Lent day 13: Roots
This past year, I've been the tree a fair bit. Fruitless too much. Needing nurture and care and watering and tending. The reasons are many and legitimate. Serious losses. Dear, dear friends falling to pieces. Ministry paths dead-ended. Medical challenges. The fruit I've been producing over and over again for years -- great big bushels of juicy, delicious creativity and excitement -- was a lean harvest at times.
M., my farmer friend tells me that fields need to go to sleep for a season so the nutrients can be replenished and the soil renewed. But, she said, it is different with trees. A common problem with trees is that they are nourished too shallowly -- not deeply watered. Fresh soil and manure laid on top of hard-packed ground and not dug into the soil. The tree roots come up to the surface to get to the water and food and dry out and wither.
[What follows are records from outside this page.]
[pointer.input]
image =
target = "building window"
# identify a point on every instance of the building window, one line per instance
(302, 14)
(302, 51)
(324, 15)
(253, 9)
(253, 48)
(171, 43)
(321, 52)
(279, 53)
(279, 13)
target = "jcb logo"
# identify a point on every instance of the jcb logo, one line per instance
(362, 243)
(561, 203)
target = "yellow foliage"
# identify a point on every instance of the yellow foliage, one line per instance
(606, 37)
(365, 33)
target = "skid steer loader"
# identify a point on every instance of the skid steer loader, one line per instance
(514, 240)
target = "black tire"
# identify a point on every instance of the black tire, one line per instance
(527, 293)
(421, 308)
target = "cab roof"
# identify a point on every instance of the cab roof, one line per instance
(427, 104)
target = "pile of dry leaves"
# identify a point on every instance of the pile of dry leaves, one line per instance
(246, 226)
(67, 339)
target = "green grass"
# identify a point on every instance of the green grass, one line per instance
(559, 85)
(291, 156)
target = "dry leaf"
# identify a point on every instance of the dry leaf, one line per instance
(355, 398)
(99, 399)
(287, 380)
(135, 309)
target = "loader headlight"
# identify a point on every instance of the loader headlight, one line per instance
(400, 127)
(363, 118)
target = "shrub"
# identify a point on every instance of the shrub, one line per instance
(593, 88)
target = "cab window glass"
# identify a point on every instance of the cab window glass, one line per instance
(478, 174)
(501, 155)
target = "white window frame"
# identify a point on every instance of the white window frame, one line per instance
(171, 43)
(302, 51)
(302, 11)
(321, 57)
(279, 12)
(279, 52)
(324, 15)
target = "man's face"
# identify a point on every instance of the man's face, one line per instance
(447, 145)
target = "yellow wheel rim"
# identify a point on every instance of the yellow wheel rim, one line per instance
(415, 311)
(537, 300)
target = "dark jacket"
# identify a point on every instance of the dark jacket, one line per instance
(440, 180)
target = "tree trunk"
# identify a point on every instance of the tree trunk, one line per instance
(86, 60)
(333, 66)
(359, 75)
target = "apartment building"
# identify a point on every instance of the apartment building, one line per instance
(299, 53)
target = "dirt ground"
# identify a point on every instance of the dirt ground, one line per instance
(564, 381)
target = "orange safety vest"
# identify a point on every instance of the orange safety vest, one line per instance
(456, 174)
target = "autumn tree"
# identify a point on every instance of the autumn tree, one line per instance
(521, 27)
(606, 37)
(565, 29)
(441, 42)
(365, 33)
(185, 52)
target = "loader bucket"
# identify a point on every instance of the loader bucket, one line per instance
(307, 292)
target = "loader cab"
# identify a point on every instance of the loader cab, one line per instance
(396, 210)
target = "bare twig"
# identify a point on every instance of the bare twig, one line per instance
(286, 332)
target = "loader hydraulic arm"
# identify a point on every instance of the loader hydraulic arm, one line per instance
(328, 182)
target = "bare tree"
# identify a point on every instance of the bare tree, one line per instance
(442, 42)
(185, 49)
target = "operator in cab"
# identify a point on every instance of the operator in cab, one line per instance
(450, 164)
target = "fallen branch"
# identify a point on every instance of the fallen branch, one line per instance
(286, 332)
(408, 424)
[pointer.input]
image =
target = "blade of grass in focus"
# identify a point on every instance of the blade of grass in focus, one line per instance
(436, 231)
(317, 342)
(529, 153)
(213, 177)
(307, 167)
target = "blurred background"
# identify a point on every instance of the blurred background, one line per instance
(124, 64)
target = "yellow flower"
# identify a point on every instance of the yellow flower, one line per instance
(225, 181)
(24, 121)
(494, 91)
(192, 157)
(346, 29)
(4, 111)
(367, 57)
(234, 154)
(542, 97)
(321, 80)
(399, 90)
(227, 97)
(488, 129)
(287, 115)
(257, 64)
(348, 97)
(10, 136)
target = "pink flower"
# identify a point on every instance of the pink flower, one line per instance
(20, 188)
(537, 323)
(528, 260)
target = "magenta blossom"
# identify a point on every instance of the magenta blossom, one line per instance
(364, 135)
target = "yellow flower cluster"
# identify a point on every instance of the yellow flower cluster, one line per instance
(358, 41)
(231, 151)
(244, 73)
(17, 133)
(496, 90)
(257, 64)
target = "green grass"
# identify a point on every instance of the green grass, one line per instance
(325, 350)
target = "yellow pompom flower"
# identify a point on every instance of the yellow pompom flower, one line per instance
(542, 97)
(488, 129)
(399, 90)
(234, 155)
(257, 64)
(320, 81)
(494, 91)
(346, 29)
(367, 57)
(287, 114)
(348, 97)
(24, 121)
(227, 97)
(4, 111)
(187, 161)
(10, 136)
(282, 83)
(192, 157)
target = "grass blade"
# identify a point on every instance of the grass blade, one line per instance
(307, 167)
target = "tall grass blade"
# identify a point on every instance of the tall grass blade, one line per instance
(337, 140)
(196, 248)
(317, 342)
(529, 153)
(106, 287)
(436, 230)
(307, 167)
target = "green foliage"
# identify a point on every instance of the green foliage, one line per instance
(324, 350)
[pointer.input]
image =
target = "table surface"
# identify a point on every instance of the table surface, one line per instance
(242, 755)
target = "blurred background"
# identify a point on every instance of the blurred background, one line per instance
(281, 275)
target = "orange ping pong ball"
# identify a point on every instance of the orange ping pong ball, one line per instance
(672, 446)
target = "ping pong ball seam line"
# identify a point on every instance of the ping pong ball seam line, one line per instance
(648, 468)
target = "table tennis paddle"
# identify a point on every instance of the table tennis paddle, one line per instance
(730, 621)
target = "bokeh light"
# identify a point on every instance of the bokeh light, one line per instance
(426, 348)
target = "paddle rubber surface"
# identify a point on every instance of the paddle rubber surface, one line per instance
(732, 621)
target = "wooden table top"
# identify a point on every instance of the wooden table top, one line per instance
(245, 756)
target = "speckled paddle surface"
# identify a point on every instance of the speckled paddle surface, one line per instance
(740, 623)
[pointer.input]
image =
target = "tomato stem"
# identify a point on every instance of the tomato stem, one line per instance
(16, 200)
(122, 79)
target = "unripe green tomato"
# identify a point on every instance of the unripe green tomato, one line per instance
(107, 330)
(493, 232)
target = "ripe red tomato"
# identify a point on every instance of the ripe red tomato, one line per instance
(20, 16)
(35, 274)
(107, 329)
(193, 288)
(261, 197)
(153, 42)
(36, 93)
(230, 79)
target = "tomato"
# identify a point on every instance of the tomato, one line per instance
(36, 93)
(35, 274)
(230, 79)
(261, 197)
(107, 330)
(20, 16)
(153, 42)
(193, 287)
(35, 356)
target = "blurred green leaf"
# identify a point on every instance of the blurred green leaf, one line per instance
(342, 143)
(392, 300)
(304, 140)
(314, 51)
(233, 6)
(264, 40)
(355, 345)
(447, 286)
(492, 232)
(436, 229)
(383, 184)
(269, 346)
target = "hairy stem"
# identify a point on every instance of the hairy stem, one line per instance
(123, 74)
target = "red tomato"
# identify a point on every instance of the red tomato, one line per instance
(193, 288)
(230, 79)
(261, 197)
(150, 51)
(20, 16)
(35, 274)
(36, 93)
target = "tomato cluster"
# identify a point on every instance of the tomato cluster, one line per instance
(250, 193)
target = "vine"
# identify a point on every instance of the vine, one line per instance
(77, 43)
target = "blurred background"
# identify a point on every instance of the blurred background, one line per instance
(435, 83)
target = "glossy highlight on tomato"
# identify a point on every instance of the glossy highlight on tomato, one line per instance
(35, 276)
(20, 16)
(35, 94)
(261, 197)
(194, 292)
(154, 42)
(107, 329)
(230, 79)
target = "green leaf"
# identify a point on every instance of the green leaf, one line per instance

Trees flourish and fruit when the roots go deep, deep into the ground. The roots are supported. The deep soil holds the water longer. The nourishing soil lies deep in the ground. How to fruit regularly? Let that life-giving water of God's word pour into me and pour in long, long drinks. Not the shallow one-verse self-help pablum that I have "time" for. But deep wrestling, questioning, conversing, yelling at, crying over, conversations with scripture. I need to stretch my roots deep into the ground and know the soil in which I am planted. To stretch into and through the world and be fed by the community. To be fed by the many beautiful and diverse voices. To listen deeply and be enriched and absorb the stories. God tends and waters and provides the rich community soil for us. No excuses. Be nurtured and fed and stretch my roots and fruit. Bear the fruit of God's love. Stretch those roots deep.